Kristeva, « Rhétorique blanche de l'apocalypse »

Albrecht Dürer, Melencolia I, )
Gravure, 1514    

       Marcel is back. il n'a pas encore tout à fait récupéré l'usage de son bras, mais c'est en bonne voie, et il voulait compléter le cours sur Duras par deux petites chroniques, voici la première. Dans Soleil noir, dépression et mélancolie (oui, Marcel reconnaît le titre n'est pas très engageant 😢), Julia Kristeva propose une analyse pénétrante de la crise de la signification qui procède d'Auschwitz et Hiroshima. Marcel en a reproduit un court extrait dans le cours sur Duras, mais il en donne ici un passage plus consistant, dans lequel Kristeva essaie de définir les fondements de ce qu'elle appelle « la rhétorique blanche de l'apocalypse ». Ce texte est d'autant plus passionnant qu'il est non complaisant. Il souligne notamment les dangers que court une littérature qui se tient au plus près de la sidération qu'ont pu provoquer les massacres du XXème siècle.
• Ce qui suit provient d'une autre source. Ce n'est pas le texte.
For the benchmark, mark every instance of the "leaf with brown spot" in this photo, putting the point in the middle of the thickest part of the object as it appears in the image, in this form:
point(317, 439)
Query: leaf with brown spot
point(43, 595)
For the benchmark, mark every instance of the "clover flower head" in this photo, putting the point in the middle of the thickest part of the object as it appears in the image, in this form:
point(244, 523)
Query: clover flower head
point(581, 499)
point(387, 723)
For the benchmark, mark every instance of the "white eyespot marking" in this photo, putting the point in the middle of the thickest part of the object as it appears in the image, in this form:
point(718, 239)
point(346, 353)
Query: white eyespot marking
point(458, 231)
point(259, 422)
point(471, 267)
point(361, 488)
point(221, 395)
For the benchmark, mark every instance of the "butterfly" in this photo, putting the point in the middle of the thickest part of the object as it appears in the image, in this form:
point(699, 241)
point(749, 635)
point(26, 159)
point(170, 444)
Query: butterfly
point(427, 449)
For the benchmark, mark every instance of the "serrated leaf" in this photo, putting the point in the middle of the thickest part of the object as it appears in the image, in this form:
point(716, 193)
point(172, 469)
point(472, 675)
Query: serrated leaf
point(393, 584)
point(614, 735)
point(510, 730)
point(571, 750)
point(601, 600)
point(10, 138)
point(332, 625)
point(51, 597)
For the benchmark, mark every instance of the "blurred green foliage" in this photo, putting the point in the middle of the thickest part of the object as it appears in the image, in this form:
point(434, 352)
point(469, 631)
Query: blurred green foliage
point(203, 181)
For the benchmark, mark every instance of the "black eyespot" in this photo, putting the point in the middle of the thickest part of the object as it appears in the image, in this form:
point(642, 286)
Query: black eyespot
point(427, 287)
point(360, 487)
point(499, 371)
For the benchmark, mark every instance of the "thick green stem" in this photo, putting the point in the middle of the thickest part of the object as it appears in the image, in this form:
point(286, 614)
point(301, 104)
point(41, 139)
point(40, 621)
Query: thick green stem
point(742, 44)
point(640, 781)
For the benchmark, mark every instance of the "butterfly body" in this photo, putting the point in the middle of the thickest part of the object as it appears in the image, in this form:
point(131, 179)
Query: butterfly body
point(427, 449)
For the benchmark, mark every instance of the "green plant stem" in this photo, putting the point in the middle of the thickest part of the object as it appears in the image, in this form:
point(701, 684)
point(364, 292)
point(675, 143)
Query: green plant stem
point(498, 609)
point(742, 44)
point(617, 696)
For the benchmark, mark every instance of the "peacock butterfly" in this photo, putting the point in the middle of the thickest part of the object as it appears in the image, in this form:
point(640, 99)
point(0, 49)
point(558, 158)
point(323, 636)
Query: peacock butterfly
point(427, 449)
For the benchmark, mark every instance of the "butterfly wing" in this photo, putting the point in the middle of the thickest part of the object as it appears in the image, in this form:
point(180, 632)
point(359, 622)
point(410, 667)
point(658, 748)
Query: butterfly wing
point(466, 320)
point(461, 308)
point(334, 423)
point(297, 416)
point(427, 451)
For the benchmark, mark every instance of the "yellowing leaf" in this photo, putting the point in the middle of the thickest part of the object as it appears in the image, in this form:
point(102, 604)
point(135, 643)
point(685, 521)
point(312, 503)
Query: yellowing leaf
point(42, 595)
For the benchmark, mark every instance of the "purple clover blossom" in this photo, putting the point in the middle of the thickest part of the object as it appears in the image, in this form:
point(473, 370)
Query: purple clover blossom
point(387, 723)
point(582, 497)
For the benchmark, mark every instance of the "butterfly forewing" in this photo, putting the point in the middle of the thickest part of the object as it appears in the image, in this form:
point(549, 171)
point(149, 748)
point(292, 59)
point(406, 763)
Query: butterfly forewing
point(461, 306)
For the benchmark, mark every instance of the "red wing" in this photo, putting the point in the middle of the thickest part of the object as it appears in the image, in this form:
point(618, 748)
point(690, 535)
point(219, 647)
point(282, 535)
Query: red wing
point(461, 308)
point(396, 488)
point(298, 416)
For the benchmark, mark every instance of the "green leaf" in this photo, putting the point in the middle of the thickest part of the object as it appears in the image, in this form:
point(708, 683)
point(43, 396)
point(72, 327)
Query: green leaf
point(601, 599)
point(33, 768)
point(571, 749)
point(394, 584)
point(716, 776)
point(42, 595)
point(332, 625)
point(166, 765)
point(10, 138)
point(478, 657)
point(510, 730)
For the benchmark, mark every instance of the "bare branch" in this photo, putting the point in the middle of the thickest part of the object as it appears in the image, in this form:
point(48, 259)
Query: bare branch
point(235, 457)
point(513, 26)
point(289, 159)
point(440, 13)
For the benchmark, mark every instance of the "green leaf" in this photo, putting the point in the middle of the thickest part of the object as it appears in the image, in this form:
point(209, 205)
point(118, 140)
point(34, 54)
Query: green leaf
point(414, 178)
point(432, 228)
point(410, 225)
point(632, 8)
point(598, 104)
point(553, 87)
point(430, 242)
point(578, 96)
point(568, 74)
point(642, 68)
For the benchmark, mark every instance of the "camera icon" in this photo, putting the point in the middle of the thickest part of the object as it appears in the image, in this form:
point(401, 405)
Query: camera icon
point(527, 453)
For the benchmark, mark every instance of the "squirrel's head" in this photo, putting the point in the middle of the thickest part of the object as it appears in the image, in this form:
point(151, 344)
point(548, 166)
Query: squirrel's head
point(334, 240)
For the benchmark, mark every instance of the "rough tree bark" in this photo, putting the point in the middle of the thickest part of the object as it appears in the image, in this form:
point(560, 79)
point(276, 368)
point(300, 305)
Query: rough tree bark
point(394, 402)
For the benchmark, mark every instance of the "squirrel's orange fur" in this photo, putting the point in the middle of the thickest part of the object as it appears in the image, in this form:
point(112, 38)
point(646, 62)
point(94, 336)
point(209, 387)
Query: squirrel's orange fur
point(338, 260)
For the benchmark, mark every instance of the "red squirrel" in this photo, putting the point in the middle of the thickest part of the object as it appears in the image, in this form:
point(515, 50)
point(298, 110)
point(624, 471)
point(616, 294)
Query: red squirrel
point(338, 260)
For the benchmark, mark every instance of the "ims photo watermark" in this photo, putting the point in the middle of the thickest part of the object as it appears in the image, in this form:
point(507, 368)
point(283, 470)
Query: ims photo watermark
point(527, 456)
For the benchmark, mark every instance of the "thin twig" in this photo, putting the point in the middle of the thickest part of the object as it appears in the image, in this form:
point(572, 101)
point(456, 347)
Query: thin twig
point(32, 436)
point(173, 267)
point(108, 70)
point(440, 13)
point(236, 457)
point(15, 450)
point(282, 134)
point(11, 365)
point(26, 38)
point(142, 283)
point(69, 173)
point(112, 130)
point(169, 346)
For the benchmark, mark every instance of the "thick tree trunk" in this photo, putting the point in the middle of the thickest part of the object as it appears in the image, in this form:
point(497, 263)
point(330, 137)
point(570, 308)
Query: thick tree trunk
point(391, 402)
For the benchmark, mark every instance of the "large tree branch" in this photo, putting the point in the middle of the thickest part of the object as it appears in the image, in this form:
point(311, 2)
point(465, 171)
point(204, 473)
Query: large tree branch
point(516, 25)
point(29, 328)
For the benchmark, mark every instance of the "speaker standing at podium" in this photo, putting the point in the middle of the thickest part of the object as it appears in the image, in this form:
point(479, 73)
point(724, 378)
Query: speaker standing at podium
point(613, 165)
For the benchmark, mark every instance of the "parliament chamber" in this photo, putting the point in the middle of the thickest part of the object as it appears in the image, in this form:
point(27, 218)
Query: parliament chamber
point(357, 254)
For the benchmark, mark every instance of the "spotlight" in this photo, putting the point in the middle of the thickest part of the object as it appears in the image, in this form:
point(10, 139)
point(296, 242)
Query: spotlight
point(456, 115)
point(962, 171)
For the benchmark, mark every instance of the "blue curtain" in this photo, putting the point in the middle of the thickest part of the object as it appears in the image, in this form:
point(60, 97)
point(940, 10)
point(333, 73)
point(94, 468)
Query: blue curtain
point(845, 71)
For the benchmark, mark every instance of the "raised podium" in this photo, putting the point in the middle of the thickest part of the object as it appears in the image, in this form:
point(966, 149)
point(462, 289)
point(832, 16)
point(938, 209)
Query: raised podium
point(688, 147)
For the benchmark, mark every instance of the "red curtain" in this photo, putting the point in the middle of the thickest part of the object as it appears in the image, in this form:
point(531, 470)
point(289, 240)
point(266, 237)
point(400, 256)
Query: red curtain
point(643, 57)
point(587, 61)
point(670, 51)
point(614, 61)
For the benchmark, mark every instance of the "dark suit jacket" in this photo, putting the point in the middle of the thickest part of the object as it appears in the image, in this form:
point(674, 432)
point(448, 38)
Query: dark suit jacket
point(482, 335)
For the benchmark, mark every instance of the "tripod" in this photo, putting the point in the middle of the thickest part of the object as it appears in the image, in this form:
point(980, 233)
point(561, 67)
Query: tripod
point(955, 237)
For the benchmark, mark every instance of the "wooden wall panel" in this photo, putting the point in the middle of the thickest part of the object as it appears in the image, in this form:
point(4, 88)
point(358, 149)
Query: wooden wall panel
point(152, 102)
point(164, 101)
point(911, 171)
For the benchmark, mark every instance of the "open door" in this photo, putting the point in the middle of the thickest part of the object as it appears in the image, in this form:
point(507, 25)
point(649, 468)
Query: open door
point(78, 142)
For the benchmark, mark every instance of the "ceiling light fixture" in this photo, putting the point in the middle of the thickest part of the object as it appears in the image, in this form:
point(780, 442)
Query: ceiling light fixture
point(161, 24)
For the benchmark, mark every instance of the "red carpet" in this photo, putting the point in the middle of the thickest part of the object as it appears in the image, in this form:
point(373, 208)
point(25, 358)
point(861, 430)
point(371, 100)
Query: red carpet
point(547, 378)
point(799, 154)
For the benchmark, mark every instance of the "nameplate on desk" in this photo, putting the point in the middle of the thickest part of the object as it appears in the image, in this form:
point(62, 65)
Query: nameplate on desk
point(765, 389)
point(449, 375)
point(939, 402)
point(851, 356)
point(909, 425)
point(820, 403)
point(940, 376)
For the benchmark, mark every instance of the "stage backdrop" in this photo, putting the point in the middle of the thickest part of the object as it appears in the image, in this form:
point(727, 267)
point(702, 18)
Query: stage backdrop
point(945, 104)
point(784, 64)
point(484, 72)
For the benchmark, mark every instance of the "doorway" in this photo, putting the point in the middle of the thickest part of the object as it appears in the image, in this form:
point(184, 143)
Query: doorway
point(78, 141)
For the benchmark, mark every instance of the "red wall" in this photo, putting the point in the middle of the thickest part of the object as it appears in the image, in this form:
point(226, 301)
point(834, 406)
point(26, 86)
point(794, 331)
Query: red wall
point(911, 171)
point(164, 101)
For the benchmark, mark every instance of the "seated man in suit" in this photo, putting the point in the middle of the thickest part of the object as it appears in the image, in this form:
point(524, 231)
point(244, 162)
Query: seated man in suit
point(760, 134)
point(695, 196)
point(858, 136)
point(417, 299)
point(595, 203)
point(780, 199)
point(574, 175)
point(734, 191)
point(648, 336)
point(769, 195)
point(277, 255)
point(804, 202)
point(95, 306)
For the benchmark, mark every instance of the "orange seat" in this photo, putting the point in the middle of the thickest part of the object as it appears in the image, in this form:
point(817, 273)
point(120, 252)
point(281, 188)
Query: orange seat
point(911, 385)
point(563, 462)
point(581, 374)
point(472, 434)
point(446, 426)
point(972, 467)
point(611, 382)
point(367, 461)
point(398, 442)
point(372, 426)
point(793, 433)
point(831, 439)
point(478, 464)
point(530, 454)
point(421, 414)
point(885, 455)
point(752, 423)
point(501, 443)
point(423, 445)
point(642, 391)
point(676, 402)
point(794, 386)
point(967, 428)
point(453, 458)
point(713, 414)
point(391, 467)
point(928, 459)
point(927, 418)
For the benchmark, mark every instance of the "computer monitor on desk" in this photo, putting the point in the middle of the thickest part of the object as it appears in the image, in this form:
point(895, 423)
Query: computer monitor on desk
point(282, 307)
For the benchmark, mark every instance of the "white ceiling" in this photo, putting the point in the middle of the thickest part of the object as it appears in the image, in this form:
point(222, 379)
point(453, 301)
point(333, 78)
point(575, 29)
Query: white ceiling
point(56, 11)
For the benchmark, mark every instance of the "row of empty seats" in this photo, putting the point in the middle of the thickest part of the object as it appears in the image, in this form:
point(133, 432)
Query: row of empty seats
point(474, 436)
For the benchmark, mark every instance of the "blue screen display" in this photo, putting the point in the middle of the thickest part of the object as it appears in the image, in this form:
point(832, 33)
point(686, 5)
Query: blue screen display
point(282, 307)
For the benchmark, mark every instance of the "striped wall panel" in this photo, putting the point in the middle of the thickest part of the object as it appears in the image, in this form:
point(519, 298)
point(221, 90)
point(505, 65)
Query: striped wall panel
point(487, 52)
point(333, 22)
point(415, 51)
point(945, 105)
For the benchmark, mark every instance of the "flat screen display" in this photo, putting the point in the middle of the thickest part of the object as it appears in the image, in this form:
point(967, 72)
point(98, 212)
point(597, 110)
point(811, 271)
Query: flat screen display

      Pour mémoire : Julia Kristeva (née en 1941) est philologue, psychanalyste et femme de lettres. Elle s'appuie sur les textes littéraires pour essayer d'analyser ce qui met le sujet en péril. Son travail a le mérite de s'appuyer sur des phénomènes d'écriture pour comprendre ce que dit le sujet dans la pulsation de sa langue. C'est ce qui motive d'ailleurs la suite de l'article dont on lit ici seulement le début, consacré à l'écriture de Duras et son « esthétique de la maladresse ».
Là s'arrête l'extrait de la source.